The bill uses a large federal match to rapidly expand Medicaid behavioral health access and improve payment transparency, but does so at substantial federal cost and with risks that states could supplant existing funds, that reporting will add administrative burdens or be inconsistent, and that implementation clarity may be delayed.
Medicaid beneficiaries (including people with mental health and substance use disorders) can gain substantially expanded access to behavioral health services because states receive a 90% federal match for increased Medicaid behavioral health spending, enabling states to raise payment rates and invest in workforce retention.
States, advocates, and policymakers will get more transparent, state-level data on behavioral health payment rates and service utilization, improving oversight, enabling comparisons across states, and informing targeted policy decisions to close gaps in care.
Federal funding incentives substantially reduce state fiscal pressure to expand behavioral health services by covering most incremental costs, making expansions more financially feasible for states.
Taxpayers will bear large federal costs from the 90% matching payment, increasing federal spending and potentially adding to deficits.
If supplement-not-supplant rules are weak or not enforced, states may shift existing state Medicaid behavioral health funds elsewhere, meaning the federal match could simply replace (not add to) current spending and produce little net service expansion for beneficiaries.
Preparing, compiling, and standardizing the required state-level payment and utilization reports will increase administrative burden and costs for HHS/CMS and states and may produce incomplete or inconsistent data that limits usefulness.

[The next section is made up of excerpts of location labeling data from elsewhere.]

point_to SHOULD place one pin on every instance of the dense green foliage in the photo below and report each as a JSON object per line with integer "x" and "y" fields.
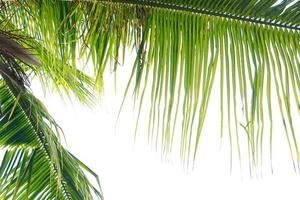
{"x": 180, "y": 47}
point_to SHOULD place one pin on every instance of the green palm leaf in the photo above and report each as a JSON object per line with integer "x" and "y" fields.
{"x": 180, "y": 47}
{"x": 35, "y": 165}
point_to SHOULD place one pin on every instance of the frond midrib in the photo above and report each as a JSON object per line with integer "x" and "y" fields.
{"x": 182, "y": 8}
{"x": 43, "y": 147}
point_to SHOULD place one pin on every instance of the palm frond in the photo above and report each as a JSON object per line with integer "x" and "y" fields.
{"x": 35, "y": 165}
{"x": 180, "y": 47}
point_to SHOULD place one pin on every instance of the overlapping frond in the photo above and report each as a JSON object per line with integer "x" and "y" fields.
{"x": 180, "y": 47}
{"x": 35, "y": 165}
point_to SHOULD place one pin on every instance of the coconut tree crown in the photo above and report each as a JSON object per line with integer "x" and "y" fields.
{"x": 253, "y": 46}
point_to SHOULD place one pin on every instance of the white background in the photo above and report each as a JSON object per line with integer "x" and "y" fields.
{"x": 131, "y": 170}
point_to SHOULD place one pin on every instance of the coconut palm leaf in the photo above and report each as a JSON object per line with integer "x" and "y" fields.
{"x": 253, "y": 45}
{"x": 35, "y": 165}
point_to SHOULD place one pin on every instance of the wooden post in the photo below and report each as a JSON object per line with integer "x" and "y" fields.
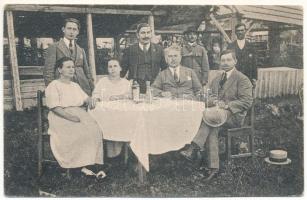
{"x": 13, "y": 60}
{"x": 220, "y": 28}
{"x": 274, "y": 44}
{"x": 151, "y": 23}
{"x": 234, "y": 22}
{"x": 90, "y": 45}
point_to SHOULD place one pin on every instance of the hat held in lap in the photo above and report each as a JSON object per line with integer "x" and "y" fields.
{"x": 214, "y": 116}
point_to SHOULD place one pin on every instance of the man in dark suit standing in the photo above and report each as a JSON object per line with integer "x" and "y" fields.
{"x": 195, "y": 56}
{"x": 232, "y": 94}
{"x": 144, "y": 60}
{"x": 67, "y": 47}
{"x": 246, "y": 60}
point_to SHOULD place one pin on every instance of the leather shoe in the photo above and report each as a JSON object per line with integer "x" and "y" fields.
{"x": 191, "y": 153}
{"x": 211, "y": 174}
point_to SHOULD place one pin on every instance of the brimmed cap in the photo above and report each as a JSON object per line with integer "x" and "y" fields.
{"x": 191, "y": 29}
{"x": 214, "y": 116}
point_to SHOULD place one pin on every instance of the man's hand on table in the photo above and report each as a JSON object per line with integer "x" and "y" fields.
{"x": 221, "y": 104}
{"x": 118, "y": 97}
{"x": 91, "y": 102}
{"x": 166, "y": 94}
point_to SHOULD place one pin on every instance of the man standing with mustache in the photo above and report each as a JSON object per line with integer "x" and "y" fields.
{"x": 144, "y": 60}
{"x": 67, "y": 47}
{"x": 245, "y": 53}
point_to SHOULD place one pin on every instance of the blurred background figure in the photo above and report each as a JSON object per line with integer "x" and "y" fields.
{"x": 214, "y": 54}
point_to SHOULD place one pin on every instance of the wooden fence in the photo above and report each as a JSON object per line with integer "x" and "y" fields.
{"x": 272, "y": 82}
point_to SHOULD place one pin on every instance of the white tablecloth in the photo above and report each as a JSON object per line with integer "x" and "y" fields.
{"x": 165, "y": 125}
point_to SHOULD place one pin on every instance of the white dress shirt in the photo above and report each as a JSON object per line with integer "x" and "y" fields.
{"x": 177, "y": 71}
{"x": 241, "y": 43}
{"x": 67, "y": 41}
{"x": 147, "y": 46}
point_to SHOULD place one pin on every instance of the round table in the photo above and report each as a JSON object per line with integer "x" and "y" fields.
{"x": 156, "y": 128}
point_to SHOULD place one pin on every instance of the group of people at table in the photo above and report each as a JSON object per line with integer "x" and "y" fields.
{"x": 175, "y": 72}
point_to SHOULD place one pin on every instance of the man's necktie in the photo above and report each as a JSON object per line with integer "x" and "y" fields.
{"x": 71, "y": 47}
{"x": 145, "y": 48}
{"x": 176, "y": 77}
{"x": 223, "y": 79}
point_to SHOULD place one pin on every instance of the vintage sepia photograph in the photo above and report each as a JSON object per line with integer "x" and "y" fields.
{"x": 123, "y": 100}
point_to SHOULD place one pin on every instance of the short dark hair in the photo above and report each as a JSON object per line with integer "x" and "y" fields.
{"x": 59, "y": 63}
{"x": 73, "y": 20}
{"x": 229, "y": 51}
{"x": 141, "y": 25}
{"x": 240, "y": 24}
{"x": 114, "y": 59}
{"x": 215, "y": 40}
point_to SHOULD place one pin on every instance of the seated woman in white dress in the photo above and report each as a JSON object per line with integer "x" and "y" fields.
{"x": 75, "y": 138}
{"x": 111, "y": 88}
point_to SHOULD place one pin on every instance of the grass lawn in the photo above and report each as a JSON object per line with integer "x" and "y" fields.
{"x": 170, "y": 175}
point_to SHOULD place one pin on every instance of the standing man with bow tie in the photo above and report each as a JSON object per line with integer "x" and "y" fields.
{"x": 144, "y": 60}
{"x": 67, "y": 47}
{"x": 246, "y": 60}
{"x": 195, "y": 56}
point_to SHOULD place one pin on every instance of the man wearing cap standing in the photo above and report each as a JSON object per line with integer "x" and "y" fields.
{"x": 231, "y": 97}
{"x": 195, "y": 56}
{"x": 67, "y": 47}
{"x": 144, "y": 60}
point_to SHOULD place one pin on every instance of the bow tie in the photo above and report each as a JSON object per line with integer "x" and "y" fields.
{"x": 223, "y": 79}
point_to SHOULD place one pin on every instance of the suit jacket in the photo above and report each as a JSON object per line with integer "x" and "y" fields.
{"x": 82, "y": 75}
{"x": 195, "y": 57}
{"x": 236, "y": 93}
{"x": 246, "y": 59}
{"x": 130, "y": 61}
{"x": 188, "y": 86}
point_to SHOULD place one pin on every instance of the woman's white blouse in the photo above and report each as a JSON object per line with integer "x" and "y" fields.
{"x": 104, "y": 89}
{"x": 64, "y": 94}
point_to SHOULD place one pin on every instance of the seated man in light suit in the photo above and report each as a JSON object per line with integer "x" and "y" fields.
{"x": 233, "y": 97}
{"x": 176, "y": 81}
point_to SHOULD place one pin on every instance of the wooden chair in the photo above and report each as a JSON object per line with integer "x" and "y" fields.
{"x": 246, "y": 130}
{"x": 43, "y": 137}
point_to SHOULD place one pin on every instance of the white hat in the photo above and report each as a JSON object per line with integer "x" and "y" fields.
{"x": 278, "y": 157}
{"x": 214, "y": 116}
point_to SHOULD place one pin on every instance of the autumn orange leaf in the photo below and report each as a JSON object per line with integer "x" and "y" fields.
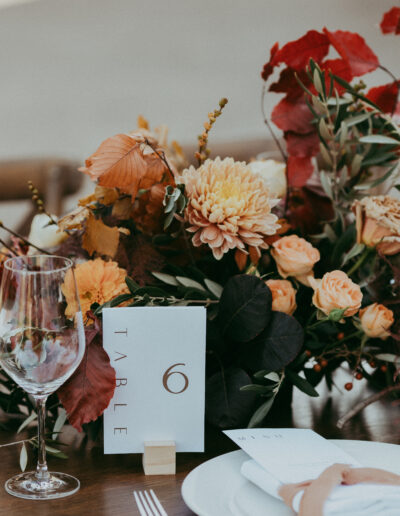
{"x": 99, "y": 238}
{"x": 125, "y": 162}
{"x": 122, "y": 209}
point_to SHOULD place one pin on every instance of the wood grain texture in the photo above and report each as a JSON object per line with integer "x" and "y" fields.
{"x": 107, "y": 481}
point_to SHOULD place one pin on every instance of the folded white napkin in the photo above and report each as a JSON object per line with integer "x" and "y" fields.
{"x": 354, "y": 500}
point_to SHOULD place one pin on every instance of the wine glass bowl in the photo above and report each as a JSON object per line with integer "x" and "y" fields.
{"x": 41, "y": 344}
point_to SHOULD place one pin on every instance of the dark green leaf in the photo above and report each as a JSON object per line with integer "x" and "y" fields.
{"x": 120, "y": 299}
{"x": 277, "y": 345}
{"x": 151, "y": 291}
{"x": 301, "y": 383}
{"x": 244, "y": 307}
{"x": 226, "y": 405}
{"x": 132, "y": 285}
{"x": 260, "y": 414}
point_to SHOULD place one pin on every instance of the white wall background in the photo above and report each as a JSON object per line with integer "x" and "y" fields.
{"x": 76, "y": 71}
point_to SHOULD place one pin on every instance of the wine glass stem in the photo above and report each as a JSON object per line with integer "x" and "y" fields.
{"x": 41, "y": 468}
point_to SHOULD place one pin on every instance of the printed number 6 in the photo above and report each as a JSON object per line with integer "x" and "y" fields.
{"x": 168, "y": 373}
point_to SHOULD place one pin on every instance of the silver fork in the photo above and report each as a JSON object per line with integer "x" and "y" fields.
{"x": 148, "y": 504}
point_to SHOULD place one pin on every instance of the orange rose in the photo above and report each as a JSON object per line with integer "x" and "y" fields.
{"x": 376, "y": 320}
{"x": 283, "y": 296}
{"x": 378, "y": 223}
{"x": 295, "y": 257}
{"x": 97, "y": 281}
{"x": 336, "y": 291}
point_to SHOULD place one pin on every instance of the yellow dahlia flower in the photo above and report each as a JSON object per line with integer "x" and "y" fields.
{"x": 229, "y": 206}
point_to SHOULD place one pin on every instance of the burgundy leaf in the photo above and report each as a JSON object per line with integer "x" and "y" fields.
{"x": 297, "y": 54}
{"x": 308, "y": 211}
{"x": 293, "y": 115}
{"x": 269, "y": 66}
{"x": 391, "y": 21}
{"x": 354, "y": 50}
{"x": 288, "y": 84}
{"x": 385, "y": 97}
{"x": 299, "y": 170}
{"x": 339, "y": 67}
{"x": 302, "y": 145}
{"x": 90, "y": 389}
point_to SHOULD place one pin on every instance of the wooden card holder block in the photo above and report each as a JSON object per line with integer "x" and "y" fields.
{"x": 159, "y": 458}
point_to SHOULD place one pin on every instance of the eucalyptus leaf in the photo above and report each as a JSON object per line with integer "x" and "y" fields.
{"x": 151, "y": 291}
{"x": 244, "y": 308}
{"x": 261, "y": 413}
{"x": 187, "y": 282}
{"x": 274, "y": 377}
{"x": 23, "y": 457}
{"x": 301, "y": 383}
{"x": 276, "y": 346}
{"x": 354, "y": 120}
{"x": 56, "y": 453}
{"x": 166, "y": 278}
{"x": 168, "y": 219}
{"x": 326, "y": 156}
{"x": 323, "y": 129}
{"x": 120, "y": 299}
{"x": 388, "y": 357}
{"x": 226, "y": 405}
{"x": 214, "y": 288}
{"x": 356, "y": 164}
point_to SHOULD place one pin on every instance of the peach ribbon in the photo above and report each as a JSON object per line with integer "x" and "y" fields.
{"x": 317, "y": 491}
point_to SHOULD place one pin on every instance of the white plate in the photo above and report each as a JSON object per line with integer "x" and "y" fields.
{"x": 216, "y": 487}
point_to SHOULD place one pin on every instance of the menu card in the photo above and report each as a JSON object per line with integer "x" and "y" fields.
{"x": 290, "y": 454}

Based on analysis of 3 sections of legislative text.
Adds a temporary enhanced 90% federal match for state Medicaid spending increases on behavioral health services versus a 2019 baseline, with MOE conditions and annual reporting.

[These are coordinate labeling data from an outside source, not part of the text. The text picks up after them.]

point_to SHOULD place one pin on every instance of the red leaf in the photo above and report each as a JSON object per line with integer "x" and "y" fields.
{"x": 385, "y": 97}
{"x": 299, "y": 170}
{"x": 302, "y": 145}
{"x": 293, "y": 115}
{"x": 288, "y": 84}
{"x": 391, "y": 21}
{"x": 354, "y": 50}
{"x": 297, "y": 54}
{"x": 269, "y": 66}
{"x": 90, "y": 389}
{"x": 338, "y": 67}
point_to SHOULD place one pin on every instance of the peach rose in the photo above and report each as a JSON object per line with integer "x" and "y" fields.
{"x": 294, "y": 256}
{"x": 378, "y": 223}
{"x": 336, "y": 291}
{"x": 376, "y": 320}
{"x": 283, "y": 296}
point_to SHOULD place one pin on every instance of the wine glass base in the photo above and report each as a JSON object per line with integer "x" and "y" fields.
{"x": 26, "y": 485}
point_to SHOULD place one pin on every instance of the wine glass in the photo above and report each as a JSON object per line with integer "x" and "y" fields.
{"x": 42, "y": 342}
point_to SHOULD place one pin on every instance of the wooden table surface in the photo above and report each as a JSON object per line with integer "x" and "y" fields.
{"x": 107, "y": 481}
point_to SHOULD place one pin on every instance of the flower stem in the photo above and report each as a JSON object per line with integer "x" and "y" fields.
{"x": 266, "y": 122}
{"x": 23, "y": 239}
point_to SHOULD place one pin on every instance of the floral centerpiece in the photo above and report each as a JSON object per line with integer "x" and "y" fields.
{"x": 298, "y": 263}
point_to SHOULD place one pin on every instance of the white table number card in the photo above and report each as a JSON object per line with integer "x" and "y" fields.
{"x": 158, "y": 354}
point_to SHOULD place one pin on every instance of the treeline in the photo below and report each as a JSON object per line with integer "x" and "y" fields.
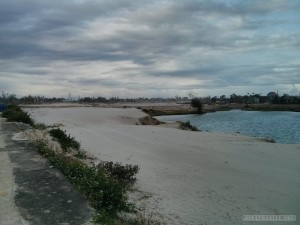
{"x": 12, "y": 99}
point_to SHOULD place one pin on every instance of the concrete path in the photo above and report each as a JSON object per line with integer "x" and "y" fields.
{"x": 9, "y": 214}
{"x": 32, "y": 192}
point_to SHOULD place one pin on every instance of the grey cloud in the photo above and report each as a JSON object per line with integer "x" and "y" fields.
{"x": 201, "y": 37}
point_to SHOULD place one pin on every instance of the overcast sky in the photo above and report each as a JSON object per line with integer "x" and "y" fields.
{"x": 157, "y": 48}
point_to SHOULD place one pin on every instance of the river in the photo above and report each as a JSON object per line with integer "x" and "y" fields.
{"x": 283, "y": 127}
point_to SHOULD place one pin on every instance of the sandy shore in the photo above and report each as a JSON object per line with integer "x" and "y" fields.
{"x": 189, "y": 177}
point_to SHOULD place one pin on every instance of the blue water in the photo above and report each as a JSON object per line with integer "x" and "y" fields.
{"x": 283, "y": 127}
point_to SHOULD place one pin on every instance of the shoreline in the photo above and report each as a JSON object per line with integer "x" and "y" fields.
{"x": 188, "y": 177}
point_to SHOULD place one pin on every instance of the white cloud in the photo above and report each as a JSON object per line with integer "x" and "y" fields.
{"x": 156, "y": 48}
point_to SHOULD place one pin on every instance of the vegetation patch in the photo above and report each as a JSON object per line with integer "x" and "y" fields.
{"x": 105, "y": 185}
{"x": 105, "y": 192}
{"x": 66, "y": 141}
{"x": 15, "y": 114}
{"x": 187, "y": 126}
{"x": 149, "y": 120}
{"x": 125, "y": 173}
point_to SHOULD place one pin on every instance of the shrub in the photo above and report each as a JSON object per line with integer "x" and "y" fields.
{"x": 15, "y": 114}
{"x": 105, "y": 193}
{"x": 196, "y": 103}
{"x": 188, "y": 126}
{"x": 125, "y": 173}
{"x": 66, "y": 141}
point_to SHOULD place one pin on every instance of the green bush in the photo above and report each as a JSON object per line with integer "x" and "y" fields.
{"x": 66, "y": 141}
{"x": 125, "y": 173}
{"x": 15, "y": 114}
{"x": 196, "y": 103}
{"x": 106, "y": 194}
{"x": 187, "y": 126}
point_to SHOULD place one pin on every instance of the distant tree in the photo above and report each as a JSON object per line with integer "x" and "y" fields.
{"x": 197, "y": 103}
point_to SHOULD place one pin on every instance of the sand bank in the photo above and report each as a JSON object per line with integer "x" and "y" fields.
{"x": 189, "y": 177}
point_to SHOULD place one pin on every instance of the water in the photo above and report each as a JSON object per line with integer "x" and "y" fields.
{"x": 283, "y": 127}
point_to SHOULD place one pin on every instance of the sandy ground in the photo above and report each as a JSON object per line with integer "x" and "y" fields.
{"x": 189, "y": 177}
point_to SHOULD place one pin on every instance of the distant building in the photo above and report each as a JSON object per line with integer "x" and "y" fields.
{"x": 272, "y": 97}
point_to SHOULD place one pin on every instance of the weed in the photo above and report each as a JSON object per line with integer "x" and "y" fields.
{"x": 187, "y": 126}
{"x": 15, "y": 114}
{"x": 66, "y": 141}
{"x": 105, "y": 193}
{"x": 125, "y": 173}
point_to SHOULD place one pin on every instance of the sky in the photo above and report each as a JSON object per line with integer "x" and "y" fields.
{"x": 157, "y": 48}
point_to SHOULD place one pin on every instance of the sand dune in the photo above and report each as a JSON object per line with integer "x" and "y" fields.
{"x": 189, "y": 177}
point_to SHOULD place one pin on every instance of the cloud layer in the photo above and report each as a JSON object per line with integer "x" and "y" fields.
{"x": 149, "y": 48}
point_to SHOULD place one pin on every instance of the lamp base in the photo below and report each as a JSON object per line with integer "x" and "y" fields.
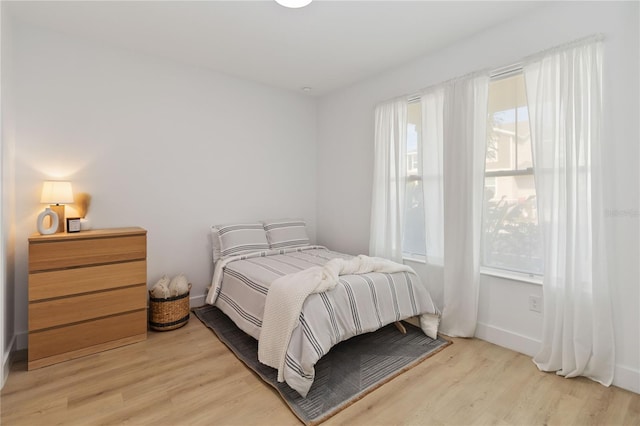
{"x": 59, "y": 209}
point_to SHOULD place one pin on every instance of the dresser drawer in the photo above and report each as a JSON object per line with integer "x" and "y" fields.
{"x": 83, "y": 336}
{"x": 56, "y": 312}
{"x": 49, "y": 255}
{"x": 67, "y": 282}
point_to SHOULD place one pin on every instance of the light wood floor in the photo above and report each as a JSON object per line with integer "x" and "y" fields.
{"x": 187, "y": 376}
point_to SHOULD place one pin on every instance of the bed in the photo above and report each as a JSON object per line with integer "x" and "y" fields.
{"x": 248, "y": 263}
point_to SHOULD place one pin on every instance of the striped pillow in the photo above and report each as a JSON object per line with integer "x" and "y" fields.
{"x": 286, "y": 233}
{"x": 239, "y": 238}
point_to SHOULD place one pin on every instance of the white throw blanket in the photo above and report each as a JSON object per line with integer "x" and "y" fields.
{"x": 287, "y": 295}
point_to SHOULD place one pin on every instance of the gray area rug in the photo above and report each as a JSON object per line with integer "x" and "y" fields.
{"x": 349, "y": 371}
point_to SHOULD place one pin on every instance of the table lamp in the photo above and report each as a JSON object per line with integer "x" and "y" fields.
{"x": 57, "y": 194}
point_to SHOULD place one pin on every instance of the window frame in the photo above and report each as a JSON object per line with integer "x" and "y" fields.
{"x": 492, "y": 270}
{"x": 418, "y": 177}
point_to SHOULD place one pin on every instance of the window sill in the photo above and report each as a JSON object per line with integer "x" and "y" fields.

Introduced July 23, 2025 by Paul Tonko · Last progress July 23, 2025
Provides a temporary enhanced federal matching payment to states that increase Medicaid spending on behavioral health services (mental health and substance use), paying 90% of the increase relative to a 2019 baseline quarter, subject to conditions that the funds supplement existing spending and be used to expand capacity, improve quality, or raise provider payment rates and reduce staff turnover. Requires HHS to define covered behavioral health services by sub-regulatory guidance within 180 days and to report annually to congressional health-related committees on state Medicaid behavioral health payment rates, rationales, and utilization.